# Mountain Symphony



## dzc4627 (Apr 23, 2015)

this is something i did for a high-school band project a while ago. it is a bit different from what i would usually do but i was going to a sort of wondrous and grand feel. it is really a good work i think so i wanted to share it while i was on here.






mvt 1 "Introduction"
mvt 2 "Day, Night"
mvt 3 "Angel Dance and Warning"
mvt 4 "Fire"

my favorite movement is the 4th, very obvious rite of spring inspiration.

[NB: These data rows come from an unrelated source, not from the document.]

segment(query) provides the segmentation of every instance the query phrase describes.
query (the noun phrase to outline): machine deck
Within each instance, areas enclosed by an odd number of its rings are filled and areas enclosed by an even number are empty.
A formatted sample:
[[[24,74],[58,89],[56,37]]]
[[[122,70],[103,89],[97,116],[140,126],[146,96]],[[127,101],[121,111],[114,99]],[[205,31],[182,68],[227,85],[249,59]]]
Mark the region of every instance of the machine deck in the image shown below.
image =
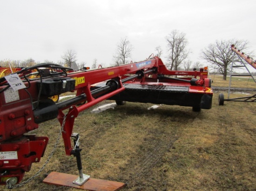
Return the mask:
[[[114,191],[125,187],[126,185],[118,182],[90,178],[83,185],[74,184],[73,181],[77,175],[53,172],[51,172],[43,182],[50,185],[64,185],[88,191]]]

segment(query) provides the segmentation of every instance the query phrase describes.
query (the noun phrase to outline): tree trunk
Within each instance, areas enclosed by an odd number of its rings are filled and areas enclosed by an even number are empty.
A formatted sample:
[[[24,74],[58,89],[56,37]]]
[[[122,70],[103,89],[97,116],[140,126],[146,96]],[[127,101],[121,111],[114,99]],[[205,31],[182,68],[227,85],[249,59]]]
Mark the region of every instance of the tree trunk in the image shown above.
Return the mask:
[[[224,68],[224,72],[223,73],[223,79],[227,80],[227,68]]]

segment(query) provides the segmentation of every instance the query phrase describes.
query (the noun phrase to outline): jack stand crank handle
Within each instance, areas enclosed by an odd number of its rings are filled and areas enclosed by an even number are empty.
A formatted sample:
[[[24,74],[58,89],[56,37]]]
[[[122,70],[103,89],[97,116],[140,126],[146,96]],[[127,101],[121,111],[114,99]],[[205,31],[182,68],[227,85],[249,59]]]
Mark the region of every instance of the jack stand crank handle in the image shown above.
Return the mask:
[[[80,152],[81,149],[79,148],[79,143],[78,140],[79,139],[79,134],[74,133],[71,135],[71,137],[74,140],[75,148],[72,150],[71,154],[74,155],[76,159],[76,164],[77,165],[77,169],[79,173],[79,177],[73,181],[74,184],[80,185],[82,185],[90,178],[90,176],[87,175],[83,173],[82,167],[82,161],[81,160],[81,155]]]

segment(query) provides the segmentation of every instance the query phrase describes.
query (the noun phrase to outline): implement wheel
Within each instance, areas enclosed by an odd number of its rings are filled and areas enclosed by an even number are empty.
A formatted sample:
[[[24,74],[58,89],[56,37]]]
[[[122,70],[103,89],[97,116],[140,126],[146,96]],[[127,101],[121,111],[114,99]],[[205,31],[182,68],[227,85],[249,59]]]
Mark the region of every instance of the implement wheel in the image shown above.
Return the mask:
[[[126,103],[126,102],[125,101],[120,101],[120,100],[115,101],[115,103],[116,103],[116,105],[124,105],[125,104],[125,103]]]
[[[201,111],[201,108],[199,107],[193,107],[192,111],[195,112],[200,112]]]
[[[224,94],[219,94],[219,105],[224,105]]]

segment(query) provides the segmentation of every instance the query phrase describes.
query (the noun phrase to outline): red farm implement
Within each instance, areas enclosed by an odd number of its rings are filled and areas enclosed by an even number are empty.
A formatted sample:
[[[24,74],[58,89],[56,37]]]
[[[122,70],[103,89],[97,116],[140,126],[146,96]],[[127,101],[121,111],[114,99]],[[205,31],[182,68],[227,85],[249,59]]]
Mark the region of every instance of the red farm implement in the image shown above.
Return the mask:
[[[37,77],[29,78],[32,75]],[[79,134],[73,132],[76,117],[106,99],[115,100],[118,104],[140,102],[191,107],[196,111],[209,109],[213,92],[207,76],[206,68],[192,71],[169,70],[155,57],[118,66],[75,71],[43,63],[2,76],[0,184],[7,184],[9,188],[22,185],[20,182],[25,172],[29,171],[33,163],[40,162],[48,140],[48,137],[26,133],[38,128],[40,123],[57,118],[66,154],[76,157],[79,176],[76,179],[74,175],[54,172],[44,182],[90,190],[102,190],[100,185],[109,186],[105,190],[123,187],[123,183],[95,179],[83,173],[81,149],[78,146]],[[48,98],[69,91],[76,91],[75,96],[58,103]],[[68,111],[64,114],[66,109]],[[67,178],[74,179],[68,185],[65,181]],[[92,189],[92,185],[98,188]]]

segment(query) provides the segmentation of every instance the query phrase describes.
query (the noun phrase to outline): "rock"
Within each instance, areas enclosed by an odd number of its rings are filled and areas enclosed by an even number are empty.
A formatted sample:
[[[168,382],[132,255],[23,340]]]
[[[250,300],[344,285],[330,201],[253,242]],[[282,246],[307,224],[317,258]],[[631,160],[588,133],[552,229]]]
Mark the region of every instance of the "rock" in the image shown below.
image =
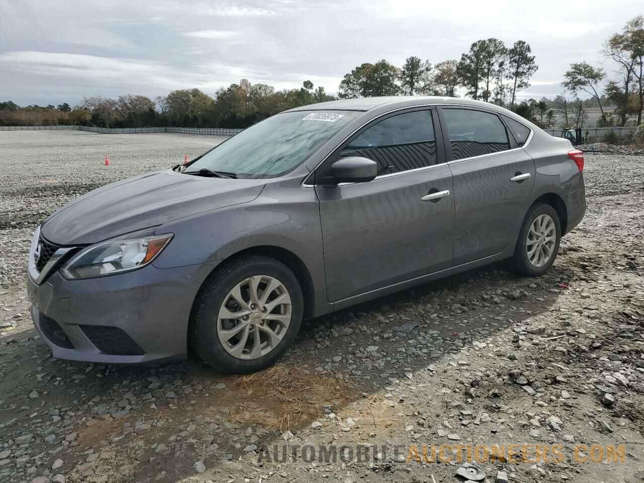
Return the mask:
[[[486,477],[483,467],[478,463],[464,463],[456,470],[456,474],[470,481],[483,481]]]
[[[561,426],[564,424],[560,419],[556,416],[551,416],[545,420],[545,422],[553,431],[561,431]]]
[[[204,473],[205,471],[205,465],[204,464],[203,461],[196,462],[193,465],[193,468],[194,468],[194,471],[197,473]]]
[[[621,372],[614,373],[612,377],[617,379],[617,382],[618,382],[621,386],[623,386],[625,388],[627,388],[630,385],[629,380],[626,379],[626,376]]]
[[[600,421],[600,426],[602,430],[606,433],[612,433],[613,431],[612,427],[603,420]]]
[[[529,386],[521,386],[526,392],[529,394],[531,396],[533,396],[536,394],[536,391],[533,389]]]
[[[615,398],[612,397],[612,394],[604,394],[603,397],[601,398],[601,404],[607,408],[610,408],[615,404]]]
[[[519,386],[525,386],[527,384],[527,379],[526,378],[525,375],[520,375],[516,379],[515,382]]]
[[[30,442],[32,439],[33,439],[33,433],[30,433],[29,434],[23,435],[17,437],[15,439],[15,442],[17,444],[26,444],[27,443]]]
[[[291,433],[289,430],[287,430],[282,434],[282,439],[285,441],[288,441],[293,438],[293,433]]]
[[[68,442],[71,442],[72,441],[75,441],[77,437],[78,437],[79,433],[76,432],[70,433],[67,436],[65,437],[65,440]]]

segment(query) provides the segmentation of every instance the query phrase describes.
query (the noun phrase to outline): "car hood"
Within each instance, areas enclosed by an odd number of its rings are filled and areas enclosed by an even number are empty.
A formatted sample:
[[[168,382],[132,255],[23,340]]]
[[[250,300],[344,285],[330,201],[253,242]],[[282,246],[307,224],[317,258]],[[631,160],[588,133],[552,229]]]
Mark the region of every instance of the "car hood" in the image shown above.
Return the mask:
[[[171,169],[107,185],[50,216],[41,233],[57,245],[94,243],[204,211],[252,201],[264,180],[182,175]]]

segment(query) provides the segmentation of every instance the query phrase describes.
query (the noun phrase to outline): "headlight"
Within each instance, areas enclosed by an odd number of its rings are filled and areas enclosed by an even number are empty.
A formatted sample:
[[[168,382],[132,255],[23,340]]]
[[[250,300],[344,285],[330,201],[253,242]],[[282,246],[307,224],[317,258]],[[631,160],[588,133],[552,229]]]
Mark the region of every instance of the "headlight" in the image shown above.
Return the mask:
[[[73,257],[61,272],[66,278],[104,277],[137,270],[149,263],[166,248],[172,233],[93,245]]]

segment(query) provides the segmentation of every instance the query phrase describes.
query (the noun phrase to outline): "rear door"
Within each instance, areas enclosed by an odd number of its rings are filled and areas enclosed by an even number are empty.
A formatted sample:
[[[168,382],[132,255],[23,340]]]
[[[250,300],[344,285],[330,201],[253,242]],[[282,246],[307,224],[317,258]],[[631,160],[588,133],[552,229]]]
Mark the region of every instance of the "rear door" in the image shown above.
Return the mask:
[[[330,301],[451,266],[452,176],[437,125],[429,108],[388,115],[316,170]],[[349,156],[375,161],[377,177],[333,184],[330,165]]]
[[[523,127],[518,142],[513,127],[509,132],[496,113],[464,107],[440,111],[454,176],[454,265],[458,265],[495,255],[515,243],[528,207],[535,162],[522,149],[529,137],[525,131],[531,131],[517,121],[506,118]],[[515,130],[521,129],[515,126]]]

take on the mountain and give feedback if you return !


----------



## Gaspard de la Nuit (Oct 20, 2014)

It definitely has enough moments that I wouldn't underestimate you as a composer, it can be quite imaginative and the orchestration wasn't understimulating or bland by any means. A lot of the time it sounded too random, especially the second movement...sometimes it seemed like the brass or force of the orchestration could be toned down a bit. If I were you I think you should focus on beauty and refinement with regards to harmony and form in order to temper the qualities you already have.


----------



## dzc4627 (Apr 23, 2015)

thank you for the feedback! although, i will not really be doing anything this campy in the future i think. the 2nd movement could definitely be seen as a week structural point, but i kind of preferred the, as you said, "random" nature of it. also, that movement was composed in a day, the latter half of it spanning into the 4 a.m. area.


----------